Ah ! ce n'est pas ainsi que j'aime la nature !
Madame de Chevreux, coquette toute pure,
Ne pouvait se douter qu'on l'aimât autrement.
Elle ne connaissait de noble sentiment
Que cet amour mondain qui fait tourner la tête
Pour un long cachemire ou pour une toilette !
Comme elle différait de son unique enfant,
Dont l'âme était toujours ouverte au dévoûment,
Oubliant ses chagrins pour compatir aux vôtres,
Comme si notre coeur était fait pour les autres.
Quand je lève parfois le voile du passé,
Quand mon coeur par le froid du vieil âge glacé,
Comme aux derniers rayons de nos tièdes journées,
Se réchauffe au soleil de ses jeunes années,
Je la revois encore en souvenir, au temps
Où, petits tous les deux, nous n'avions que sept ans.
Oh ! les beaux jours que ceux de l'enfance innocente !
C'était une enfant blonde, à la peau transparente,
Aux longs cheveux bouclés roulant sur un cou blanc,
Au regard azuré tantôt vif et brillant,
39
Et puis tantôt plus doux qu'un regard de gazelle ;
Et tous disaient : « Un jour comme elle sera belle ! »
Voyant dans l'avenir le monde l'adorer,
Sa mère de ses mains aimait à la parer
De colliers, de rubans ; mais la petite fille
Courait vers moi, disant : « Me trouves-tu gentille ? »
Et quand j'avais dit oui, reprenant son chemin,
Allait dire à sa mère : « Ernest me trouve bien ! »
Tantôt c'étaient des jeux, des courses dans la plaine,
Le livre qu'on épelle à l'ombre du grand chêne ;
Tantôt des frais vallons nous rapportions des fleurs :
Les roses du jardin variaient les couleurs
Des grands bluets des champs aux teintes monotones,
Et mes petites mains lui tressaient des couronnes.

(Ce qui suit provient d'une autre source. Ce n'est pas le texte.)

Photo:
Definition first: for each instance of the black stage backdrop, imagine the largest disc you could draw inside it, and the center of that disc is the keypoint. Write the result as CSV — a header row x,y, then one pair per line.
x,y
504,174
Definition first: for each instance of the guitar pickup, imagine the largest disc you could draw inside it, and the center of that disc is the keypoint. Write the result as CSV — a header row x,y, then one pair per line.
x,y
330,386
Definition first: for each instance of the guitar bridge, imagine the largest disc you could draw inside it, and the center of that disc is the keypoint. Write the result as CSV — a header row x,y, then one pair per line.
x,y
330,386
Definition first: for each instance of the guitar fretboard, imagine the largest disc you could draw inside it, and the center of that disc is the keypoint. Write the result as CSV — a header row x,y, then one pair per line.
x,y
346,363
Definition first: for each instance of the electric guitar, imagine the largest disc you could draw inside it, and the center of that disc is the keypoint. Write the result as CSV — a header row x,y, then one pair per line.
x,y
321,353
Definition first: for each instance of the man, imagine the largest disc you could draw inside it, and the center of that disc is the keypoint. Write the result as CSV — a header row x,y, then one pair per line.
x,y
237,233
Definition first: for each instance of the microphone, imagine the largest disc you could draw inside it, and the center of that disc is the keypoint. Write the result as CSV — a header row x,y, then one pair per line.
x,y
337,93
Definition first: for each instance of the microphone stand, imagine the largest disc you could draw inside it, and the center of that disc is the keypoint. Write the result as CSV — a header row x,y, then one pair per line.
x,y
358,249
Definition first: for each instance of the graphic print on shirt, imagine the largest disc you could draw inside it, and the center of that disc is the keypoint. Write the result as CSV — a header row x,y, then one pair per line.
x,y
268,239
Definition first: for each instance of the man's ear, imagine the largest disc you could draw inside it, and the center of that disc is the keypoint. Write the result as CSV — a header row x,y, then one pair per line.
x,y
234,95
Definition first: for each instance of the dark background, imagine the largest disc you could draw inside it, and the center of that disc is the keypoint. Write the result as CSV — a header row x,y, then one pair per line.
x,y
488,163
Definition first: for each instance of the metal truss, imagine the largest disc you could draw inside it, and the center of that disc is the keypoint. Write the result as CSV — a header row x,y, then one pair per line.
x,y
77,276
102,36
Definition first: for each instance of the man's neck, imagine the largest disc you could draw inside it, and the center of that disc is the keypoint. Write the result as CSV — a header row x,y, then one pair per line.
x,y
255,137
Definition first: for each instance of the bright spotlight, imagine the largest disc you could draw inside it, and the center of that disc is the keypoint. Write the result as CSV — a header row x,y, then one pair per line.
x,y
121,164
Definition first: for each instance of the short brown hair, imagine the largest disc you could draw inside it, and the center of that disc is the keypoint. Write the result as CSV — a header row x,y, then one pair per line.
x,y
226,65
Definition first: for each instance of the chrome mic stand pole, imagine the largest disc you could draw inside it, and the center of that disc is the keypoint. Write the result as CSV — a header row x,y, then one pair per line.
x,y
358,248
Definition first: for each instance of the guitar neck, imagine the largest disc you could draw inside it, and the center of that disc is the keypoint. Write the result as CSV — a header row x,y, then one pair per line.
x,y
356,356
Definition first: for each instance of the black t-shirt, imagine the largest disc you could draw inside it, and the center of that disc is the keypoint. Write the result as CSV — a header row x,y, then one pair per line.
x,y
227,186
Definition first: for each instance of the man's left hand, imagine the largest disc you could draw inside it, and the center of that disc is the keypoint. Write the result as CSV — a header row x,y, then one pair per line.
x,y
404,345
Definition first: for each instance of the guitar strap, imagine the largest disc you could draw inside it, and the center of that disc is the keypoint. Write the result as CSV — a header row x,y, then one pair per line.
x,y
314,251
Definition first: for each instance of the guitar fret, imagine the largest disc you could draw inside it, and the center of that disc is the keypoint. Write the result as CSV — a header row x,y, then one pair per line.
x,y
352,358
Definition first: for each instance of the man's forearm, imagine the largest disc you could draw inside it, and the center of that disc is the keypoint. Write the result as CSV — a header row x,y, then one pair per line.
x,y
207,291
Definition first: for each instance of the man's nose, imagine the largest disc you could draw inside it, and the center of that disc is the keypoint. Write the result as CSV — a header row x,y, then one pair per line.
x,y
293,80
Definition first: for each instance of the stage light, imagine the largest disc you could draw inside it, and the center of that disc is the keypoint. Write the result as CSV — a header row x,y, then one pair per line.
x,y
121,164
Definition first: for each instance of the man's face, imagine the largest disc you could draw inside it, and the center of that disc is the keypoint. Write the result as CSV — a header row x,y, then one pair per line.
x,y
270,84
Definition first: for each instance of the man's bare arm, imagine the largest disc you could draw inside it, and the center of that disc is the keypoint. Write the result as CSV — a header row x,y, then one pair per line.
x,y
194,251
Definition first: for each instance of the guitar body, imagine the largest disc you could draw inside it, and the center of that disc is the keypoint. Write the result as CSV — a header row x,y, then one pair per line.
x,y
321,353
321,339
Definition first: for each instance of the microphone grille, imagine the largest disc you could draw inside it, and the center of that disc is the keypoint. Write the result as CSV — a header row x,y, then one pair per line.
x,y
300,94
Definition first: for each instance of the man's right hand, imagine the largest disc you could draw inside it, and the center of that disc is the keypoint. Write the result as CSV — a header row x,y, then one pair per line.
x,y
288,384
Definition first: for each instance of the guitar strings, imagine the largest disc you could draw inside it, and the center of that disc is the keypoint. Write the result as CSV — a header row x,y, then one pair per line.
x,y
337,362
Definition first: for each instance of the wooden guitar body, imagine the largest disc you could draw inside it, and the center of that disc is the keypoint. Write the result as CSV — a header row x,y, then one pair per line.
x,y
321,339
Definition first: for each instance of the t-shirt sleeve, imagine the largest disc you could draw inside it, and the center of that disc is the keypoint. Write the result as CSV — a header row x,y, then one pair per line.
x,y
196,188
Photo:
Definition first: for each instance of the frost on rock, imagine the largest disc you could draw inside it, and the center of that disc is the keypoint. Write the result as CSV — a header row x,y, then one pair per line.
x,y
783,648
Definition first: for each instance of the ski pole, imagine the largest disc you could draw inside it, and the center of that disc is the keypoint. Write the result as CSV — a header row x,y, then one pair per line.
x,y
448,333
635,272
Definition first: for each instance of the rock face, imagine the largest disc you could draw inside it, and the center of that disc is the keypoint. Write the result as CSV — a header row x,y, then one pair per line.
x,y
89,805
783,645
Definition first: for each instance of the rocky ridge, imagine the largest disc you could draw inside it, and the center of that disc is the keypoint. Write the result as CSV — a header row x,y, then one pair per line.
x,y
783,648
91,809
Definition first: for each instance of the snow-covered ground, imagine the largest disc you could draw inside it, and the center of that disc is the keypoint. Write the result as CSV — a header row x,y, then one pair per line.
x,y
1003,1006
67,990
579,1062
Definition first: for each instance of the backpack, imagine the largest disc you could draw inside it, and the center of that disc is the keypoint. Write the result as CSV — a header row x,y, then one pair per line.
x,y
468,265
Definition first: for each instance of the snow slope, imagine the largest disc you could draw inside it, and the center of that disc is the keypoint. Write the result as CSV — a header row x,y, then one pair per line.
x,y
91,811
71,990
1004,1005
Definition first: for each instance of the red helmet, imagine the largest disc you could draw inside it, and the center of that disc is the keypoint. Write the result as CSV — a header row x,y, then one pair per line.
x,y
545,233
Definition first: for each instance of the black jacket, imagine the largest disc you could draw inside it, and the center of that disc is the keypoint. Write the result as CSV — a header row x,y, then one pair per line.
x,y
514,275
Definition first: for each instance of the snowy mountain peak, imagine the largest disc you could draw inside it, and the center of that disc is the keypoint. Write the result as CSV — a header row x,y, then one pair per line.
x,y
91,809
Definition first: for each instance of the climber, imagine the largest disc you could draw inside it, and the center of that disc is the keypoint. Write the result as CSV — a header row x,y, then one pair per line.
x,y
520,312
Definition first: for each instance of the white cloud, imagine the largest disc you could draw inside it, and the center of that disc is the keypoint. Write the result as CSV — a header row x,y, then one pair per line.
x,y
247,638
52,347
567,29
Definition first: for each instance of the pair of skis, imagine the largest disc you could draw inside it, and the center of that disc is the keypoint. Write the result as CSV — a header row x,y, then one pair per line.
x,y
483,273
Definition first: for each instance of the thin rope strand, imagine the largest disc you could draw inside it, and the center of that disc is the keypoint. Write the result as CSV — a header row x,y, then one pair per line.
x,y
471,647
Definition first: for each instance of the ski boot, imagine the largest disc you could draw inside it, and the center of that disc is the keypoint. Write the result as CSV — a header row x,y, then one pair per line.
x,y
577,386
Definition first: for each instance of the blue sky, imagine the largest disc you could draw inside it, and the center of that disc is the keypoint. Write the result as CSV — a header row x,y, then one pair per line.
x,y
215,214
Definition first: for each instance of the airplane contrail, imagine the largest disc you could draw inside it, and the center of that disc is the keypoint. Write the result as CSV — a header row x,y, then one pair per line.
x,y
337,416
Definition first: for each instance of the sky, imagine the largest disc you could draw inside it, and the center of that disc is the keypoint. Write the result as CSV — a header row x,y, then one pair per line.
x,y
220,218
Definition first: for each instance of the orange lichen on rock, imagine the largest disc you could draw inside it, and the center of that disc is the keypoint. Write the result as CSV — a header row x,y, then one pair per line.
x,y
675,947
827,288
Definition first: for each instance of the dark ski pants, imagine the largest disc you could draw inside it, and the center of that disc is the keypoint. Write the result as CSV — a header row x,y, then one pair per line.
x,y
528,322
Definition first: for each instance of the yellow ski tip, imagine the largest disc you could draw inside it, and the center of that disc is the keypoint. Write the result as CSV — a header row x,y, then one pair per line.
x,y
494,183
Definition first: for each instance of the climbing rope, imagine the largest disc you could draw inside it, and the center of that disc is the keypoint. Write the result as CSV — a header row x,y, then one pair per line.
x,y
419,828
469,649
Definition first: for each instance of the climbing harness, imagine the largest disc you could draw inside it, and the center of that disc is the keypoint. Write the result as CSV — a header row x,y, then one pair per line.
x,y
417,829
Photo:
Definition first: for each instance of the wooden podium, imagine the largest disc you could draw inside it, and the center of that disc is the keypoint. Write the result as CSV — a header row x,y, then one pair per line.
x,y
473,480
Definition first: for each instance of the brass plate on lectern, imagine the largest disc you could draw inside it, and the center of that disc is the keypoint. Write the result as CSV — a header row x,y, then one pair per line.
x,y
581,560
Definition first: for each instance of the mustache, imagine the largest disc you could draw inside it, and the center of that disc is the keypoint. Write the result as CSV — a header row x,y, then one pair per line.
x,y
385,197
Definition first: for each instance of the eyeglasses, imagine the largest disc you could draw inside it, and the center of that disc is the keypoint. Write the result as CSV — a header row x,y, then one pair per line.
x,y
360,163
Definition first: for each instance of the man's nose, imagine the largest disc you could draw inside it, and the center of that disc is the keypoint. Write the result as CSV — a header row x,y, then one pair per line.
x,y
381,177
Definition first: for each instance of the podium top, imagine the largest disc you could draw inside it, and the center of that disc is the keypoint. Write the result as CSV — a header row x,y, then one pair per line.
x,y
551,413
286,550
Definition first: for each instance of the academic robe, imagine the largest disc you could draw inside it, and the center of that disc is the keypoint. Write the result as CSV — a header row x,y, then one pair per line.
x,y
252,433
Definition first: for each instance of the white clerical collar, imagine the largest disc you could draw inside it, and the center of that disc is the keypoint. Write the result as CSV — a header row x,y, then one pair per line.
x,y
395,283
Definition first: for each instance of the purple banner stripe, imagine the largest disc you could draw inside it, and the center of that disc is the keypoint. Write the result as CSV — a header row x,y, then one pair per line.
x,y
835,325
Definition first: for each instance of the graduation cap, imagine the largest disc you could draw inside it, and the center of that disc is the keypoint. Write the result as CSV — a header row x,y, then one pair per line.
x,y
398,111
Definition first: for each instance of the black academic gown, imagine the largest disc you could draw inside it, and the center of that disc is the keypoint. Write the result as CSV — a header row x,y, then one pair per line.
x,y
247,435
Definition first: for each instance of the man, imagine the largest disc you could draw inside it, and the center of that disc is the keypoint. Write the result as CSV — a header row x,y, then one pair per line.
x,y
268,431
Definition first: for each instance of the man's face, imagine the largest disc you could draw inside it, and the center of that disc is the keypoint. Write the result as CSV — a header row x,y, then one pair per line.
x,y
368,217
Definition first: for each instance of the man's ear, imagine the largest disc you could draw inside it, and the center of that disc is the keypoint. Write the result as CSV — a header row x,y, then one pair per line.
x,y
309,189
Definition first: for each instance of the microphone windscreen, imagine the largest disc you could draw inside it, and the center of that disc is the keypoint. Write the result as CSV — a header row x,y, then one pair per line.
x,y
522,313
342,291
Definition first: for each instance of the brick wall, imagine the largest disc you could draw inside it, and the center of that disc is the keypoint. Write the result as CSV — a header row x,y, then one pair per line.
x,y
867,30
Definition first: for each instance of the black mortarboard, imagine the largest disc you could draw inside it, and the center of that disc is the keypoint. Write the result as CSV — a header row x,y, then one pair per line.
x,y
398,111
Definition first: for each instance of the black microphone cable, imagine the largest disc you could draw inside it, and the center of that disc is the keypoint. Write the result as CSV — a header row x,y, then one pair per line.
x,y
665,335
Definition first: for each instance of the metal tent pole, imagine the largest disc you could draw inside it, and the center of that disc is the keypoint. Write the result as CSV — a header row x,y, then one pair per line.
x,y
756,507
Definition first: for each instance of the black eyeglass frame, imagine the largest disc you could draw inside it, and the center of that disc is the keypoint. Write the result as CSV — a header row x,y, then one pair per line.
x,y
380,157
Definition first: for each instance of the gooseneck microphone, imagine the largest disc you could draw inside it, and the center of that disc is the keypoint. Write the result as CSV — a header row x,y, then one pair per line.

Nos jours coulaient ainsi calmes, pleins de douceur,
Et je m'habituais à l'appeler ma soeur.
« Mais l'enfance passa ; je fus mis au collège.
Là, j'appris le latin, le grec, enfin que sais-je ?
Tout ce que l'on apprend à de petits enfants
Dont on voudrait bientôt faire de grands savants.
40
Hélas ! j'étais distrait à l'heure de l'étude,
Car mon coeur attristé rêvait la solitude.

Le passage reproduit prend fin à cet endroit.